Scientific classification
- Kingdom: Plantae
- Clade: Tracheophytes
- Clade: Angiosperms
- Clade: Eudicots
- Clade: Asterids
- Order: Ericales
- Family: Ericaceae
- Genus: Leucopogon
- Species: L. atherolepis
- Binomial name: Leucopogon atherolepis Stschegl.
- Synonyms: Leucopogon atherolepis Stschegl. var. atherolepis; Leucopogon atherolepis var. densiflorus Benth.; Leucopogon grandiusculus F.Muell. nom. inval., pro syn.; Styphelia grandiuscula F.Muell.;

= Leucopogon atherolepis =

- Genus: Leucopogon
- Species: atherolepis
- Authority: Stschegl.
- Synonyms: Leucopogon atherolepis Stschegl. var. atherolepis, Leucopogon atherolepis var. densiflorus Benth., Leucopogon grandiusculus F.Muell. nom. inval., pro syn., Styphelia grandiuscula F.Muell.

Species of shrub

Leucopogon atherolepis is a species of flowering plant in the family Ericaceae and is endemic to the south-west of Western Australia. It is an erect shrub with linear leaves and white, tube-shaped flowers.

==Description==
Leucopogon atherolepis is an erect shrub that typically grows to a height of 0.3–1 m and has long, straight stems and erect or spreading leaves with a sharply-pointed tip. The flowers are arranged near the ends of branches or in upper leaf axils, forming leafy panicles with bracts and bracteoles about 4 mm long. The sepals are about 6.5 mm long, the petals white and joined at the base forming a short tube with lobes nearly 6.5 mm long. Flowering occurs from August to November.

==Taxonomy==
Leucopogon atherolepis was first formally described in 1859 by Sergei Sergeyevich Sheglejev in the Bulletin de la Société impériale des naturalistes de Moscou. The specific epithet (atherolepis) is derived from Greek words meaning "the point of a weapon" and "a scale", referring to the sharply-pointed bracts, bracteoles and sepals.

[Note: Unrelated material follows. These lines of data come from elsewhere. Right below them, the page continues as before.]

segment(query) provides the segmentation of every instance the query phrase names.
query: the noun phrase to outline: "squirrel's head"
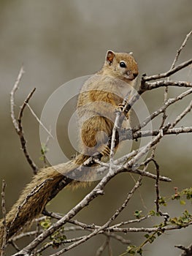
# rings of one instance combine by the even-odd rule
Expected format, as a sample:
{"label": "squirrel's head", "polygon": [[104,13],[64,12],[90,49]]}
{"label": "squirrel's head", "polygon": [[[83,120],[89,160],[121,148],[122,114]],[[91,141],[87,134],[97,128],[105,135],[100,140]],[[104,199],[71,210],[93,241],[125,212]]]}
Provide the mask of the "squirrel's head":
{"label": "squirrel's head", "polygon": [[138,75],[138,66],[132,53],[107,52],[104,66],[107,73],[130,83]]}

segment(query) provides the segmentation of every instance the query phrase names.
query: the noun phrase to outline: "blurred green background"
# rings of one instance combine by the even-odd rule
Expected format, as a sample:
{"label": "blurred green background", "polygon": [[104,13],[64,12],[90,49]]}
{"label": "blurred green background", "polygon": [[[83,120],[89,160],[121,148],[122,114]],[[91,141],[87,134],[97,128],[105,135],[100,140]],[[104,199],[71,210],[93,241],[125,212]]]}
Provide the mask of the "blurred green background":
{"label": "blurred green background", "polygon": [[[7,211],[32,176],[9,115],[9,92],[21,65],[23,64],[26,73],[16,94],[16,110],[36,87],[30,105],[40,116],[46,100],[58,86],[73,78],[98,71],[107,50],[133,51],[140,75],[144,72],[153,75],[168,70],[177,50],[192,29],[191,12],[191,0],[0,1],[0,176],[1,180],[5,179],[7,184]],[[180,61],[191,58],[191,39]],[[191,80],[191,69],[178,72],[174,78]],[[174,97],[182,91],[173,89],[169,96]],[[150,111],[160,106],[163,95],[162,89],[144,95]],[[169,110],[169,121],[174,120],[190,99],[189,97],[172,108]],[[191,113],[188,114],[182,125],[191,125]],[[60,120],[58,124],[61,140],[65,119],[63,122]],[[28,110],[24,113],[23,127],[30,154],[41,167],[39,124]],[[191,134],[172,135],[165,138],[158,147],[156,159],[161,172],[172,178],[171,184],[161,184],[162,195],[174,194],[174,187],[180,190],[191,186]],[[68,144],[66,147],[70,148]],[[72,148],[69,149],[69,155],[74,153]],[[106,187],[105,196],[95,200],[77,219],[87,223],[104,223],[120,206],[133,184],[129,174],[119,175]],[[73,192],[66,189],[51,202],[48,208],[64,214],[90,189],[91,187]],[[146,214],[154,207],[155,198],[154,181],[145,178],[140,191],[136,193],[119,219],[134,218],[135,210],[142,210]],[[174,217],[180,214],[185,207],[171,202],[170,206],[163,210]],[[152,226],[155,222],[148,220],[145,224]],[[128,233],[123,238],[139,245],[143,235]],[[70,237],[73,234],[66,236]],[[93,238],[66,255],[94,255],[104,238],[102,236]],[[191,242],[190,227],[167,232],[152,245],[145,247],[145,255],[179,255],[180,252],[174,245],[187,246]],[[114,240],[111,243],[114,255],[126,250],[126,245]],[[7,255],[13,252],[10,249]],[[47,252],[45,255],[47,255]],[[107,252],[104,253],[107,255]]]}

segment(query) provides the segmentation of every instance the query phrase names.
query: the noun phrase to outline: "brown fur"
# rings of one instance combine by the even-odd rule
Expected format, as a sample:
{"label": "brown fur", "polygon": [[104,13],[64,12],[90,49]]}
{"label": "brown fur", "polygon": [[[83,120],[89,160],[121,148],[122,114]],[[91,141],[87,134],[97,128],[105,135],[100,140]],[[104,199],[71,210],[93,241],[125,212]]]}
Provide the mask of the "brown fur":
{"label": "brown fur", "polygon": [[[123,61],[126,67],[120,67],[120,61]],[[112,135],[115,110],[125,96],[126,83],[133,85],[137,74],[137,64],[132,56],[107,52],[102,69],[85,83],[78,98],[81,154],[66,164],[42,169],[34,176],[7,214],[7,241],[42,213],[54,189],[64,179],[64,174],[82,165],[93,154],[99,152],[104,156],[109,154],[107,144],[108,138]],[[56,170],[58,169],[59,171]],[[66,186],[69,183],[74,186],[77,184],[69,179]],[[1,220],[0,246],[3,236],[4,225]]]}

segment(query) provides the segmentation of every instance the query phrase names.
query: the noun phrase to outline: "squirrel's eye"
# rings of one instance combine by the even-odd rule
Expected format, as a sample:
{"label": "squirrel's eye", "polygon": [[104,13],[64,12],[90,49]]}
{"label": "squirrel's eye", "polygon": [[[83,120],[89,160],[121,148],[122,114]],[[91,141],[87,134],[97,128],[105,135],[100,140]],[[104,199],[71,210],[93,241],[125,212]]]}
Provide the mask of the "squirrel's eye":
{"label": "squirrel's eye", "polygon": [[123,61],[120,61],[119,65],[120,67],[126,67],[126,64]]}

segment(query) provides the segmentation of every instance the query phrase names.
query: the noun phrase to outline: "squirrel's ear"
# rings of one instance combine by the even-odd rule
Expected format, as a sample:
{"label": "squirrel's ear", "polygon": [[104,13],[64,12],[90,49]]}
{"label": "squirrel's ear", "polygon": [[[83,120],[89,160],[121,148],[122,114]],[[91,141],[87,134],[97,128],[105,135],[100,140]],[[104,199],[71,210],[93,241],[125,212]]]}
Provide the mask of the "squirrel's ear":
{"label": "squirrel's ear", "polygon": [[115,54],[112,50],[107,50],[107,54],[106,54],[106,61],[110,64],[111,64],[115,56]]}

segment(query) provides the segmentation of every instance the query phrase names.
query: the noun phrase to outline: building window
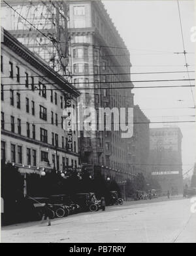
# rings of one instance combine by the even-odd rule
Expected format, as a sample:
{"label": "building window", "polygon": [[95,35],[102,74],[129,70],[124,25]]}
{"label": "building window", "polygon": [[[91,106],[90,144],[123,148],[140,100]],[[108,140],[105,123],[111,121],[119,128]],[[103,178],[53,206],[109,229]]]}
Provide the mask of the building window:
{"label": "building window", "polygon": [[31,111],[32,115],[35,116],[35,102],[33,100],[31,100]]}
{"label": "building window", "polygon": [[105,142],[105,149],[106,150],[110,150],[110,142]]}
{"label": "building window", "polygon": [[50,90],[50,93],[51,93],[51,95],[50,95],[50,101],[51,101],[51,102],[53,102],[53,91]]}
{"label": "building window", "polygon": [[102,70],[106,70],[106,63],[105,61],[104,61],[102,64]]}
{"label": "building window", "polygon": [[47,121],[47,109],[41,105],[39,105],[39,117],[41,119]]}
{"label": "building window", "polygon": [[13,74],[13,63],[10,61],[9,62],[10,64],[10,77],[13,78],[14,74]]}
{"label": "building window", "polygon": [[64,148],[64,137],[62,136],[62,148]]}
{"label": "building window", "polygon": [[35,87],[34,87],[34,77],[33,76],[31,76],[31,90],[34,91]]}
{"label": "building window", "polygon": [[84,79],[84,86],[86,88],[89,87],[89,79],[88,78],[85,78]]}
{"label": "building window", "polygon": [[51,111],[51,123],[54,125],[54,113],[53,111]]}
{"label": "building window", "polygon": [[57,93],[54,93],[54,103],[57,105]]}
{"label": "building window", "polygon": [[63,117],[61,116],[61,128],[63,129]]}
{"label": "building window", "polygon": [[17,124],[18,124],[18,133],[19,135],[21,135],[21,119],[19,118],[18,118]]}
{"label": "building window", "polygon": [[16,66],[16,81],[20,83],[20,68]]}
{"label": "building window", "polygon": [[1,158],[3,163],[5,162],[5,142],[1,142]]}
{"label": "building window", "polygon": [[10,105],[14,106],[14,91],[10,89]]}
{"label": "building window", "polygon": [[56,165],[57,165],[57,169],[59,169],[59,156],[56,156]]}
{"label": "building window", "polygon": [[39,94],[44,98],[46,98],[46,87],[42,83],[39,82]]}
{"label": "building window", "polygon": [[26,79],[25,79],[25,87],[29,87],[29,74],[28,73],[25,72],[25,76],[26,76]]}
{"label": "building window", "polygon": [[97,50],[94,51],[94,60],[98,60],[99,52]]}
{"label": "building window", "polygon": [[99,81],[97,79],[95,79],[95,88],[98,89],[99,88]]}
{"label": "building window", "polygon": [[35,140],[35,125],[32,125],[32,137]]}
{"label": "building window", "polygon": [[95,103],[99,104],[99,95],[95,95]]}
{"label": "building window", "polygon": [[27,124],[27,137],[30,138],[30,124],[29,122],[26,123]]}
{"label": "building window", "polygon": [[33,166],[37,165],[37,152],[35,150],[32,150],[32,156],[33,156]]}
{"label": "building window", "polygon": [[58,125],[58,115],[57,114],[55,114],[56,116],[56,125]]}
{"label": "building window", "polygon": [[11,116],[11,132],[14,133],[15,126],[14,126],[14,117]]}
{"label": "building window", "polygon": [[55,135],[55,145],[59,146],[59,135],[57,134]]}
{"label": "building window", "polygon": [[20,108],[20,94],[19,93],[16,93],[16,106],[17,108]]}
{"label": "building window", "polygon": [[31,148],[27,148],[27,164],[31,165]]}
{"label": "building window", "polygon": [[65,168],[65,158],[62,157],[63,170]]}
{"label": "building window", "polygon": [[56,169],[55,155],[52,156],[52,161],[54,168]]}
{"label": "building window", "polygon": [[3,72],[3,56],[1,55],[1,72]]}
{"label": "building window", "polygon": [[3,85],[1,84],[1,100],[4,100]]}
{"label": "building window", "polygon": [[62,96],[61,96],[61,108],[63,108],[63,97]]}
{"label": "building window", "polygon": [[11,144],[11,161],[16,162],[16,146],[14,144]]}
{"label": "building window", "polygon": [[106,96],[107,96],[106,89],[104,89],[103,90],[103,96],[104,96],[105,97],[106,97]]}
{"label": "building window", "polygon": [[22,146],[18,146],[18,163],[22,163]]}
{"label": "building window", "polygon": [[5,119],[4,119],[4,112],[1,111],[1,129],[5,129]]}
{"label": "building window", "polygon": [[29,100],[28,98],[26,98],[26,112],[29,113]]}
{"label": "building window", "polygon": [[73,7],[74,15],[75,16],[84,16],[85,15],[85,7],[84,6],[75,6]]}
{"label": "building window", "polygon": [[88,64],[87,63],[84,64],[84,73],[88,74]]}
{"label": "building window", "polygon": [[54,133],[52,133],[52,146],[54,146]]}
{"label": "building window", "polygon": [[86,21],[85,20],[74,20],[74,28],[86,28]]}
{"label": "building window", "polygon": [[98,68],[98,66],[94,66],[94,73],[95,74],[98,74],[99,73],[99,68]]}
{"label": "building window", "polygon": [[40,129],[40,140],[42,142],[48,143],[48,131],[47,130]]}

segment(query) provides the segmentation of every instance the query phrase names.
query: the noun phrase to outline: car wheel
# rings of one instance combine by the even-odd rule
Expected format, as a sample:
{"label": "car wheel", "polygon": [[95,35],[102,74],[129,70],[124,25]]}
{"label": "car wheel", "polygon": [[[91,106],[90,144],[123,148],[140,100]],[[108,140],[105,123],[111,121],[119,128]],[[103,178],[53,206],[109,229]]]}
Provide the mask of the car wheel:
{"label": "car wheel", "polygon": [[56,215],[57,218],[62,218],[65,216],[65,211],[63,208],[58,208],[56,211]]}
{"label": "car wheel", "polygon": [[90,206],[90,211],[96,211],[97,210],[97,205],[95,204],[91,204]]}

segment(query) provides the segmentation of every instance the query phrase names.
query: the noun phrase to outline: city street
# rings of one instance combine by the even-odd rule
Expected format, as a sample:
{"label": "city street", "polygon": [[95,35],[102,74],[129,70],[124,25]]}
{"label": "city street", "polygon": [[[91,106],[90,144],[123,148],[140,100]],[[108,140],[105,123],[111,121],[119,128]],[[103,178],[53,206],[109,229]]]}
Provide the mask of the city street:
{"label": "city street", "polygon": [[4,226],[1,242],[196,242],[195,213],[182,196],[127,202],[106,211]]}

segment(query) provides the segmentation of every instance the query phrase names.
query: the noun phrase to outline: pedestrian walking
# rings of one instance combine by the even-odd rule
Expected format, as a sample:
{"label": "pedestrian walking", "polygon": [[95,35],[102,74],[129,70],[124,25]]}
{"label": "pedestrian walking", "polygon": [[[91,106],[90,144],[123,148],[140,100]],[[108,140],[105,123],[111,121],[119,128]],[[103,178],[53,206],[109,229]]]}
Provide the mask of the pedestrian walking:
{"label": "pedestrian walking", "polygon": [[167,190],[167,198],[169,198],[169,196],[170,196],[170,193],[169,193],[169,191]]}
{"label": "pedestrian walking", "polygon": [[49,206],[48,203],[46,202],[44,207],[44,215],[42,217],[42,219],[41,221],[41,224],[43,223],[44,221],[48,221],[48,226],[51,226],[51,221],[50,221],[50,211],[51,210],[49,209]]}
{"label": "pedestrian walking", "polygon": [[101,204],[102,211],[105,211],[105,200],[103,196],[102,196],[102,198],[101,198]]}

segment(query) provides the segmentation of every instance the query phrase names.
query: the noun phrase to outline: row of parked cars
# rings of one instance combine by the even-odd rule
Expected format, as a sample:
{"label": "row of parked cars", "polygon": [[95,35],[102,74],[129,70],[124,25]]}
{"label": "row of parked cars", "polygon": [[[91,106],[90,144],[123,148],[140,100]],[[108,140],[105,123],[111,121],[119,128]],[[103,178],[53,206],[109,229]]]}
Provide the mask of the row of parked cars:
{"label": "row of parked cars", "polygon": [[152,189],[148,193],[143,190],[136,190],[133,195],[134,200],[147,200],[157,198],[157,193],[155,189]]}
{"label": "row of parked cars", "polygon": [[[102,207],[101,200],[97,200],[93,192],[78,193],[71,198],[66,194],[52,195],[49,198],[29,196],[27,200],[34,220],[42,219],[46,205],[51,219],[67,217],[82,211],[97,211]],[[110,192],[108,205],[122,203],[123,200],[118,198],[116,191]]]}

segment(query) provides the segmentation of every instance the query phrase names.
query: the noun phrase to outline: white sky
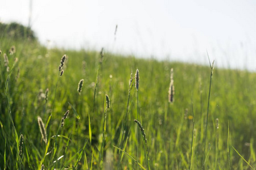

==Distribution and habitat==
This leucopogon grows on rocky hillsides, mainly in the Stirling Range National Park in the Esperance Plains and Mallee bioregions of south-western Western Australia.

==Conservation status==
Leucopogon atherolepis is listed as "not threatened" by the Government of Western Australia Department of Biodiversity, Conservation and Attractions.